Group Details Private

Prime Minister of the TWS Kingdom

  • RE: Boyfriend checking girls out constantly

    @TM I'm not even going to dignify those questions with a response. For someone who claims to have a purity-oriented mindset, you seem pathologically obsessed with my sexual life, which is far less varied than you credit it to be. I wouldn't be surprised if your fascination with dicks (prosthetic and otherwise) reflected your actual inclinations.

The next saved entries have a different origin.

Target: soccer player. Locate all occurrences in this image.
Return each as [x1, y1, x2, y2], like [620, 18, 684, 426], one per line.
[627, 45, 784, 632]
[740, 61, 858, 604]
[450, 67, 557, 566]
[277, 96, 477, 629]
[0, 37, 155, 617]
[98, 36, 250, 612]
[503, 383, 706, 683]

    posted in Questions & Answers from Strangers
  • RE: Boyfriend checking girls out constantly

    First of all, people don't stop noticing attractive people just because they're in a relationship. That's perfectly natural and has nothing to do with your looks or your partner's ability to remain faithful. However, one thing is to steal a glance at a passerby, another is to gawk or give them a lingering stare, which makes everyone involved uncomfortable. You've already brought up the subject, and he's made no effort to accommodate your request. Are you willing to tolerate this behavior in order to preserve a relationship where you feel disrespected, or will you break the cycle? Nobody can make that choice for you.

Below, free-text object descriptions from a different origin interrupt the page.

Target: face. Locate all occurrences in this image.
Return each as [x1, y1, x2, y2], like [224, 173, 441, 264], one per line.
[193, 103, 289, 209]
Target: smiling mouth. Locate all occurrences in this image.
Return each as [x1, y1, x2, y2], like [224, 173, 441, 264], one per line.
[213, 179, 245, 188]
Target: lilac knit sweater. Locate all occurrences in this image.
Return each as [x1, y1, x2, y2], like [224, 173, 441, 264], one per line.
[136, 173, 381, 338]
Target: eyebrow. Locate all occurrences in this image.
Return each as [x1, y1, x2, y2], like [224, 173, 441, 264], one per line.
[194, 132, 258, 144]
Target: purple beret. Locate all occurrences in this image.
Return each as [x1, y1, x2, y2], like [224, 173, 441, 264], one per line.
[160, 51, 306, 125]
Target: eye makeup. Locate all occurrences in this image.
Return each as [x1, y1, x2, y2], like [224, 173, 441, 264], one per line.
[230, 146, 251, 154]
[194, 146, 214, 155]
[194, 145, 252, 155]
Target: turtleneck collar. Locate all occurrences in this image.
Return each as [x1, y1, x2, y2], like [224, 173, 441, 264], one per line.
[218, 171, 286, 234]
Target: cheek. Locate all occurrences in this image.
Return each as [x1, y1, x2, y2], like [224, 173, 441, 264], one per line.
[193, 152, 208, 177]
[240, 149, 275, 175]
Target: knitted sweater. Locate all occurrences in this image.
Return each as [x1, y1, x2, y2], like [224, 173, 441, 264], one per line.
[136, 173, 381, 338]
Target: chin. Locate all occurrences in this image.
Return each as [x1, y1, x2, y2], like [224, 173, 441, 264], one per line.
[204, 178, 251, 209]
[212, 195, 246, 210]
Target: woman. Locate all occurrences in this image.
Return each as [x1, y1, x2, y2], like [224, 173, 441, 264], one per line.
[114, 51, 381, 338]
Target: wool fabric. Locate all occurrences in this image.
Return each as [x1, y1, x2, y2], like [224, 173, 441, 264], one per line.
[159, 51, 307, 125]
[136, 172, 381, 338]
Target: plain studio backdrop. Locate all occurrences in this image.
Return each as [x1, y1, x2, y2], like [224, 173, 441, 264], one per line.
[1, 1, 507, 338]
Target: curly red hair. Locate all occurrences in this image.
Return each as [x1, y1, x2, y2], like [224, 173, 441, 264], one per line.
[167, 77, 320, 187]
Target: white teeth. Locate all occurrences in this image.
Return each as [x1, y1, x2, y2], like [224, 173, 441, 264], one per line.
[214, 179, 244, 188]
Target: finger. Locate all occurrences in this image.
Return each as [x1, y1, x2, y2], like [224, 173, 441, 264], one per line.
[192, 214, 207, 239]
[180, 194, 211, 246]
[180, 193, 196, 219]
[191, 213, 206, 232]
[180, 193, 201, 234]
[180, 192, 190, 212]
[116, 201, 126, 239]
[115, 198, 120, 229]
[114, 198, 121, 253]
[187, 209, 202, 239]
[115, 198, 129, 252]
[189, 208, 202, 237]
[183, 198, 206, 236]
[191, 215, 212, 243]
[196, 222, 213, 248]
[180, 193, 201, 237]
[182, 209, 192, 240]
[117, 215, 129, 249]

    posted in Questions & Answers from Strangers
  • RE: IF MONEY WERE NOT A CONSIDERATION , WHAT WOULD BE YOUR TOP THREE TRAVEL DESTINATIONS
    1. New Zealand (partly because of the stunning scenery, partly because I'm a huge Tolkien nerd)

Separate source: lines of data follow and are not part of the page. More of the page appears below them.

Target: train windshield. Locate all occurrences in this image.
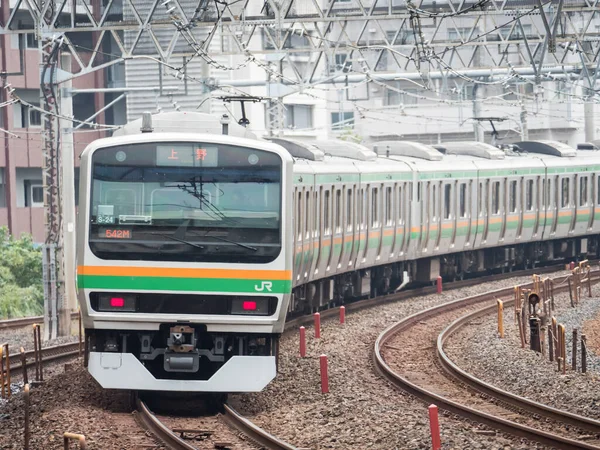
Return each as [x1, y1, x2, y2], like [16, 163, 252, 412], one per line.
[88, 142, 282, 263]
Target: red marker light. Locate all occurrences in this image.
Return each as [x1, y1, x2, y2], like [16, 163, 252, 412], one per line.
[242, 301, 257, 311]
[110, 297, 125, 308]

    1. Turkey (I want to visit both Istanbul and Capadoccia)

    1. The Scottish Highlands

    Bonus destinations: Kyoto, Morocco, Iceland

    posted in Travel
  • RE: Help please, relationship advice

    My takeaway is that you're pursuing a long-term relationship with someone who's not ready to commit due to deep-seated mental issues. Are you emotionally equipped and willing to take this arrangement for what it is rather than what you want it to be? Everything that you've mentioned till now seems to be indicative that you aren't. Keep in mind that there's no quick fix, and the situation isn't going to change overnight (if it ever does), so you can either adjust your expectations or leave while you still are on good terms.

    She informed me of a guy that he manager at her job is trying to hook her up with and she told me she wasn't interested but because of the no official " label" of her and I she tells the dude she isn't interested in dating him. But the guy is persistent and keeps showing up to her work and texting her and because we aren't really official but she basically treats my like a significant other Im in a position where I don't really have any say over the whole thing.

    Your ladyfriend's acquaintance refuses to leave her alone even though she's manifestly turned him down (saying you're not interested should be enough for someone to back off, mind you, no need to make clear you already "belong to" another guy). This is not a call for you to step in like a knight armed with jealousy. She should reach out to HR or get the authorities involved.

    posted in Relationships
  • RE: Make Anonymity Back Again?

    It's extremely easy to remain anonymous under a username and picture that won't be associated with your offline identity. You don't need the advantages that come with not being subject to a registration process, and that prevent us (moderators) from carrying out our job efficiently. Don't want to face the backlash that might come with expressing unpopular opinions? Use a throwaway account.

    We may eventually become desensitized to violent & graphic contents, sadism, attacks and hate speech when they get too common. This may make many people more resilient in real life.

    How is that a good idea? A resilient person isn't one who cannot feel or respond normally to negative stimuli but one who can take enormous amounts of pain and bounce back seamlessly. You don't build resilient individuals by turning them into cold-hearted apathetic beasts, you do so by giving them the tools they need to heal.